According to an audit report by public accountants Deloitte published this week, the Trust is also failing to donate every five years, a minimum of 66 percent of its income.
These two requirements are documented in clauses 3(b) and 3(c) of the Deed of Variation annexed to the Press Trust Reconstruction Act, according to Deloitte.
“The Act of Parliament under which the Trust operates requires certain minimum levels of income to be distributed.
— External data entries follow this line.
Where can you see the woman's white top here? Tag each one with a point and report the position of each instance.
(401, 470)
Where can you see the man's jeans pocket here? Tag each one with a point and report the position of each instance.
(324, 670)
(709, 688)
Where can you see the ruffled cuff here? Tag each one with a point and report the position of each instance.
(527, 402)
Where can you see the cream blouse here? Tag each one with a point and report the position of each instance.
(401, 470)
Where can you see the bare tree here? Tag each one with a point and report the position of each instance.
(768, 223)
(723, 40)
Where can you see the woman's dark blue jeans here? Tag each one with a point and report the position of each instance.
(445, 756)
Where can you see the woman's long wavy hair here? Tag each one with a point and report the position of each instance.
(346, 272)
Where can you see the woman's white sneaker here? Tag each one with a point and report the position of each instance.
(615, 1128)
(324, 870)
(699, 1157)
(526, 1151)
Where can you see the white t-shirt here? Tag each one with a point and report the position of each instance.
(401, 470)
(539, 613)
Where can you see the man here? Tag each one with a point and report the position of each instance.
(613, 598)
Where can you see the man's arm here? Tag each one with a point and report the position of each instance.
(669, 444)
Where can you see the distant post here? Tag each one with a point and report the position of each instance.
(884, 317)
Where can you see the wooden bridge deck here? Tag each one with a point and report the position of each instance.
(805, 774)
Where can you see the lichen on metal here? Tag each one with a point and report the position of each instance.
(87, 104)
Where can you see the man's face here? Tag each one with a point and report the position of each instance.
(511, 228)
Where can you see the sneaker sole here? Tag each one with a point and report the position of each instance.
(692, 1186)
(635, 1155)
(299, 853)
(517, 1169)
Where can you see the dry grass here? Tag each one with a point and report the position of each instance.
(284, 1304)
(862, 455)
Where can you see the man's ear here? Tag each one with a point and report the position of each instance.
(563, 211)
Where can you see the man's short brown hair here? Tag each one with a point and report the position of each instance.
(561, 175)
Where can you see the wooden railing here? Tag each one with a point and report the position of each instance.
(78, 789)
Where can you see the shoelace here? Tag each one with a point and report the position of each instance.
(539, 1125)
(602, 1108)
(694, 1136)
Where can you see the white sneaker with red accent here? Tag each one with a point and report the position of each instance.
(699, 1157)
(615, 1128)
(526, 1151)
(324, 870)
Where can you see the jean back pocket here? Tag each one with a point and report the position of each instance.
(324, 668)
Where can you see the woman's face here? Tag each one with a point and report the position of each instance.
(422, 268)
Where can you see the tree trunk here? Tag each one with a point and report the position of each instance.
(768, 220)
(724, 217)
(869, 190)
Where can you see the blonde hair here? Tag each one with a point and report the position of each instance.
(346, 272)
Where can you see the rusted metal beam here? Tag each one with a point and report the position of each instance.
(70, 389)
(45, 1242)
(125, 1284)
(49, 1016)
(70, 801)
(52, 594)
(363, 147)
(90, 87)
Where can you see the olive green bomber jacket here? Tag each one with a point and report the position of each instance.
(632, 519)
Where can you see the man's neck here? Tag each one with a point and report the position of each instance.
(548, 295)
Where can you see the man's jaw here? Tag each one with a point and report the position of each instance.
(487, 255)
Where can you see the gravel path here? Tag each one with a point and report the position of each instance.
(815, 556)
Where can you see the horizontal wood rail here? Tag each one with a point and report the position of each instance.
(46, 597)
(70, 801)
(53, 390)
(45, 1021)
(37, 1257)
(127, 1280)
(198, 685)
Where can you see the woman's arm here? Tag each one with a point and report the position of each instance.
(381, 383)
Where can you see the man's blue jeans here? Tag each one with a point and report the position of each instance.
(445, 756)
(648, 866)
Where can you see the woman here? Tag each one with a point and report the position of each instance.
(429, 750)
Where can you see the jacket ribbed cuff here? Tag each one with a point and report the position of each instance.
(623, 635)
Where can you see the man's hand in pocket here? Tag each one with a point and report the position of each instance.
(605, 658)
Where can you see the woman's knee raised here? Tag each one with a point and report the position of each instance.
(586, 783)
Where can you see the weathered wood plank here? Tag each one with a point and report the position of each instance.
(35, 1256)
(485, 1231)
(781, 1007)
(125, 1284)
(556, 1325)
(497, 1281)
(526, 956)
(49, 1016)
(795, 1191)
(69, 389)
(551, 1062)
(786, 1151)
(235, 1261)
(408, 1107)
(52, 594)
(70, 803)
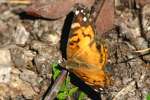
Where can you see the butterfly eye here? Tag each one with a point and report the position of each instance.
(84, 19)
(82, 11)
(77, 12)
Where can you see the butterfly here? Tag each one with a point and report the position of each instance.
(86, 56)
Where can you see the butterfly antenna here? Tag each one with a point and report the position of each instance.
(95, 9)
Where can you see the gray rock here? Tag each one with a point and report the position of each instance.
(5, 65)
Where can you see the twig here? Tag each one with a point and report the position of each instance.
(125, 90)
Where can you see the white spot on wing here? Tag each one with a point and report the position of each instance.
(74, 25)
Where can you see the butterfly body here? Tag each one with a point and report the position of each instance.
(86, 58)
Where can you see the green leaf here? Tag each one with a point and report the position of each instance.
(72, 91)
(81, 96)
(148, 97)
(56, 71)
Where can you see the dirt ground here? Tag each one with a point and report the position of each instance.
(29, 45)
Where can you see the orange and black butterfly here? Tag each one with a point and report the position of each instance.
(86, 57)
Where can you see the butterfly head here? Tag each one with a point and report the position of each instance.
(82, 15)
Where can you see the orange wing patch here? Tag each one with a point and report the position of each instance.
(85, 57)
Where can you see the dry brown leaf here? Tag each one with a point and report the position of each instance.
(54, 10)
(105, 18)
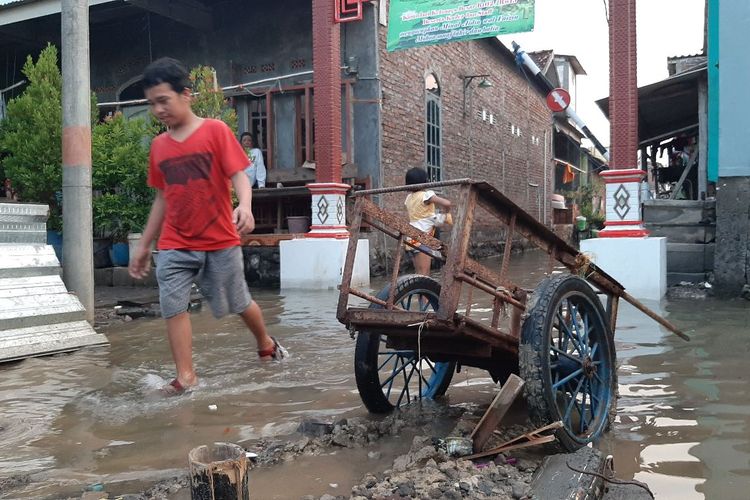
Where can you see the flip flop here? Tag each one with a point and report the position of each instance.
(174, 388)
(276, 353)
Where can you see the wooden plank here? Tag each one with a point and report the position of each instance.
(532, 438)
(497, 410)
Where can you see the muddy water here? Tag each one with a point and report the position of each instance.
(92, 417)
(683, 421)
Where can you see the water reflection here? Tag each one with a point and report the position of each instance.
(71, 420)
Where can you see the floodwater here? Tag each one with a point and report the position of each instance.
(70, 421)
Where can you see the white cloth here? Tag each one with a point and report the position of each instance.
(256, 171)
(422, 214)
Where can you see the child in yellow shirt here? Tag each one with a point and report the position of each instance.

These minimum levels have not been met in the current and prior periods,” said the audit report.
Press Trust’s income for the year ended 31 March 2004 amounted to K181.6 million while that for the five year period to 31 March 2004 was K921.6 million.
This means that the minimum distributions should have been K90.8 million for last year ending March and K608.3 million for the five year period.
But the Trust distributed K23.1 million last year and K347.4 million for the five year period—disbursements the auditors said were well below the amounts demanded by the Act.
In an interview yesterday, Press Trust executive secretary Clement Chilingulo explained that the requirements were not met because the quality of the projects received did not meet the criteria laid out in the Act.
Chilingulo said projects needed to benefit the community, be viable, self sustaining and must focus on priority areas of education, health, social welfare, scientific research, disaster relief, sports and culture.
“So you see, we cannot just distribute the money to meet the requirements but we must donate in line with the policies that guide the Trust,” said Chilingulo.
He added that the organisation’s decision to consolidate the trust’s accounts and those of its subsidiary Press Trust Overseas Limited raised the group’s income on the back of low donations, hence the failure to meet the target.
The trust’s major investment is Press Corporation Limited in which it controls 49 percent after offering 44 percent of the company’s shares to the public through the Malawi and London stock markets.
It owns Press Agriculture, has shares in Illovo (Malawi), Stanbic Bank, Blantyre Hotels, Old Mutual, Kang’ombe Investment Limited and Continental Discount House.
The Trust has investments in Mwaiwathu Hospital and joined Malawi Development Corporation to build the stalling Namiwawa Hotel in Blantyre.
A couple of years ago, the trust wrote down to nil its investments in Press Agriculture, Namiwawa Hotel and Mwaiwathu Hospital due to their poor historic performances and uncertainty over future prospects.
“In the event that the investments become profitable and the loans recoverable, their values will be reassessed in accordance with the Trust’s accounting policies,” said Deloitte in its report.
Yesterday, Chilingulo said Mwaiwathu and Press Agriculture are now shaping up and may start bring returns soon while Namiwawa Hotel remains a black hole in the trust’s portfolio.